The confidence behind Last Defense Academy is unmistakable. Kazutaka Kodaka (Danganronpa) and Kotaro Uchikoshi (Zero Escape), Too Kyo Games’ founders and contributors to the script, assume players willing to stick around — particularly those familiar with their earlier work — will be rewarded if they endure the slow burn. Their gambit pays off for fans attuned to the creators’ recurring archetypes and meta-references; newcomers face a bigger leap of faith, with the promise that something substantial will eventually unfold.

And it does. The payoff is worth the patience.

Takumi, Darumi, and Eito going into battle in Last Defense Academy Image: Too Kyo Games/Aniplex

Calling the opening stretch the game’s prologue isn’t far off. After a specific turning point — one I won’t spoil — the experience shifts dramatically. Twists early and late reframed everything that came before, sending the narrative into a labyrinth of branching possibilities. Across roughly 100 scenarios, the game explores wild permutations of each character’s fate; choices cascade into consequences in ways that feel both surprising and inevitable. The result is less a single linear novel and more an intricate study of cause and effect and of character.

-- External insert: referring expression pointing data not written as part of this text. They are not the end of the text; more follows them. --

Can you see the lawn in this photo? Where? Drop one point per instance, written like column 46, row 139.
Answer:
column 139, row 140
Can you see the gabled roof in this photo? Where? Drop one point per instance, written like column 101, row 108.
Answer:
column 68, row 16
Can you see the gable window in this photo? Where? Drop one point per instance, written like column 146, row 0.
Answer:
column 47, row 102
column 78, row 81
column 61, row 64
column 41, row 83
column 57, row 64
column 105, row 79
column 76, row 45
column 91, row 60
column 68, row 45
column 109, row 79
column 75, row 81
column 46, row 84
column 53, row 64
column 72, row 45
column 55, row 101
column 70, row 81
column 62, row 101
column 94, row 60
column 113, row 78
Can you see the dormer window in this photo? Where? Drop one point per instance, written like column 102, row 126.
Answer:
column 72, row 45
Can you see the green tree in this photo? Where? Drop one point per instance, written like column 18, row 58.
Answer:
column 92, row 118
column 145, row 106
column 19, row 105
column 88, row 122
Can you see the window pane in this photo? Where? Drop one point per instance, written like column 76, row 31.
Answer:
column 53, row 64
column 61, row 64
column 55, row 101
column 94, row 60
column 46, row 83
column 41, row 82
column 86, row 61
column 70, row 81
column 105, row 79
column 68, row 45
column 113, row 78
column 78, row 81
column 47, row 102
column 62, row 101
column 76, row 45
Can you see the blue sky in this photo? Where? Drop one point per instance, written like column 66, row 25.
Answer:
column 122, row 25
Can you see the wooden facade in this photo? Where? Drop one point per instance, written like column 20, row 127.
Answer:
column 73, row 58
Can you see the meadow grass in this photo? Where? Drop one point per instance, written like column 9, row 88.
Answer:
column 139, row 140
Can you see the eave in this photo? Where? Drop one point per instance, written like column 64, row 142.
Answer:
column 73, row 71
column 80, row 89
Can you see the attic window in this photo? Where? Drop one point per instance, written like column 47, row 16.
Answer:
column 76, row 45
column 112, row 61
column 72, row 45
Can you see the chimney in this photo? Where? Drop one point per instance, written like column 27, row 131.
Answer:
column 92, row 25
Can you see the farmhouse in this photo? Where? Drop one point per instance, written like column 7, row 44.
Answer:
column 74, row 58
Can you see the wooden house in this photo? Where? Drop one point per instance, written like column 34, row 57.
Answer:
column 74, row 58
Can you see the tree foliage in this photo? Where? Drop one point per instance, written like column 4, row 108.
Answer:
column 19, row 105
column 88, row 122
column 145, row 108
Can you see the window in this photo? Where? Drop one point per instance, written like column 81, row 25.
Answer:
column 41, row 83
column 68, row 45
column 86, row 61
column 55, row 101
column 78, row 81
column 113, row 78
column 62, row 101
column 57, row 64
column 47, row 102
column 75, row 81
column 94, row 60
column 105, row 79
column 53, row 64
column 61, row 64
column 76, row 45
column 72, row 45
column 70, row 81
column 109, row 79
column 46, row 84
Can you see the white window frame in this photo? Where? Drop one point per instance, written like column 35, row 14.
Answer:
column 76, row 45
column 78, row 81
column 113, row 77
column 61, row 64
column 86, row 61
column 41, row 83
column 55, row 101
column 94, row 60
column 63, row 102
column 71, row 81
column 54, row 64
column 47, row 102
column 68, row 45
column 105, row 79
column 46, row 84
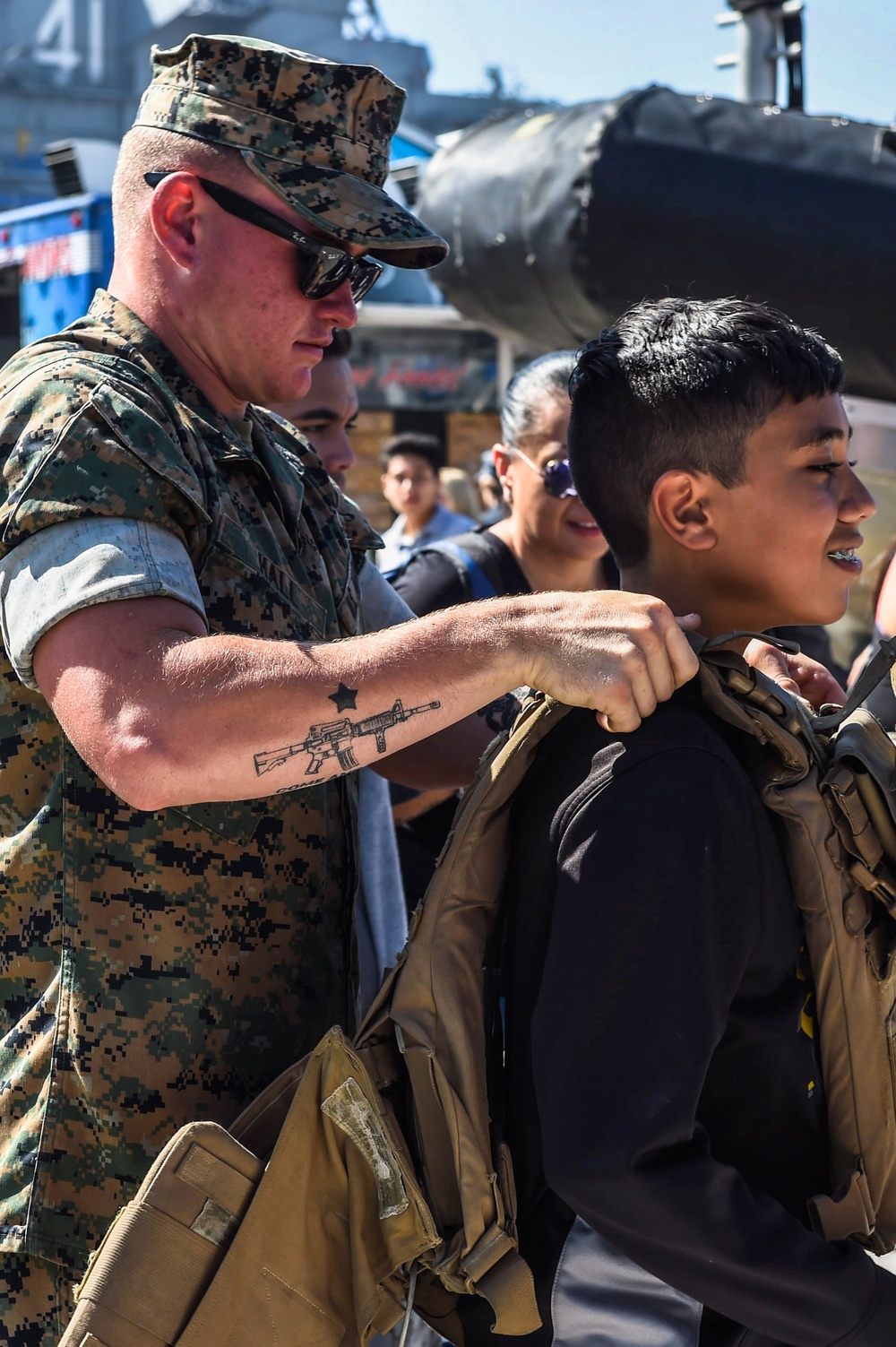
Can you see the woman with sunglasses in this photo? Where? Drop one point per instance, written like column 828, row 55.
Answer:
column 547, row 541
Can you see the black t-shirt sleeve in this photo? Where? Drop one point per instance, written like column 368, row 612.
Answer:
column 660, row 905
column 430, row 581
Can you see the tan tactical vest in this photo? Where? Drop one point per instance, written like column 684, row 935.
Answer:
column 385, row 1183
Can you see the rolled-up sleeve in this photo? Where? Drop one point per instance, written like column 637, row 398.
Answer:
column 88, row 560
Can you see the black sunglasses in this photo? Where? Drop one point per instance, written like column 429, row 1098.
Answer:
column 556, row 474
column 323, row 268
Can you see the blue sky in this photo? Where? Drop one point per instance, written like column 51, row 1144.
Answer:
column 573, row 50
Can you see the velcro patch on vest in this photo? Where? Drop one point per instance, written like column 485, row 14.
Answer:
column 350, row 1110
column 216, row 1223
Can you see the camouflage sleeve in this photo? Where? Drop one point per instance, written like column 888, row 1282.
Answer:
column 382, row 607
column 82, row 445
column 92, row 560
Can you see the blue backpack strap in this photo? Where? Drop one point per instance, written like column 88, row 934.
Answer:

Takumi’s role is key to how those stories unfold. He’s not an overbearing savior; he helps when necessary and otherwise tends to his own interests and those closest to him. That restraint forces other characters to confront their problems and grow — or fail to — on their own. The outcomes feel genuinely like those characters’ stories rather than extensions of the player’s will. That narrative independence is central to the game’s emotional weight and is a welcome contrast to more manipulative protagonists in other titles.

A battle scene in Last Defense Academy Image: Too Kyo Games/Aniplex

The turn-based tactics also deserve mention. Although battles are spaced sparsely across the academy’s 100 days, the combat system is cleverly designed. Your objective is to defend multiple school entrances against waves of invaders and, ultimately, topple powerful leaders. You manage a limited set of action points and build voltage — a resource used for permanent buffs or powerful attacks — while defeating elites to earn more moves.

What makes the tactics stand out is the element of risk. Characters cannot die permanently for plot reasons, and some of their most potent abilities unlock only near-death. Limited actions and overwhelming foes push you toward daring strategies: sacrificing a student to soften a boss one moment, then executing a meticulous setup to exceed your action needs the next. These encounters demand a tactical approach distinct from most strategy games. Repetition can wear thin after many playthroughs, but a post-launch option allows you to skip recurring battles if you prefer.

The Hundred Line: Last Defense Academy dominated my year in gaming. I returned to it repeatedly from its April launch until early November, finally clearing the final ending — and I never regretted the time invested. It’s maddening, tragic, outrageous, and unforgettable. It simply asks for patience before revealing its full brilliance.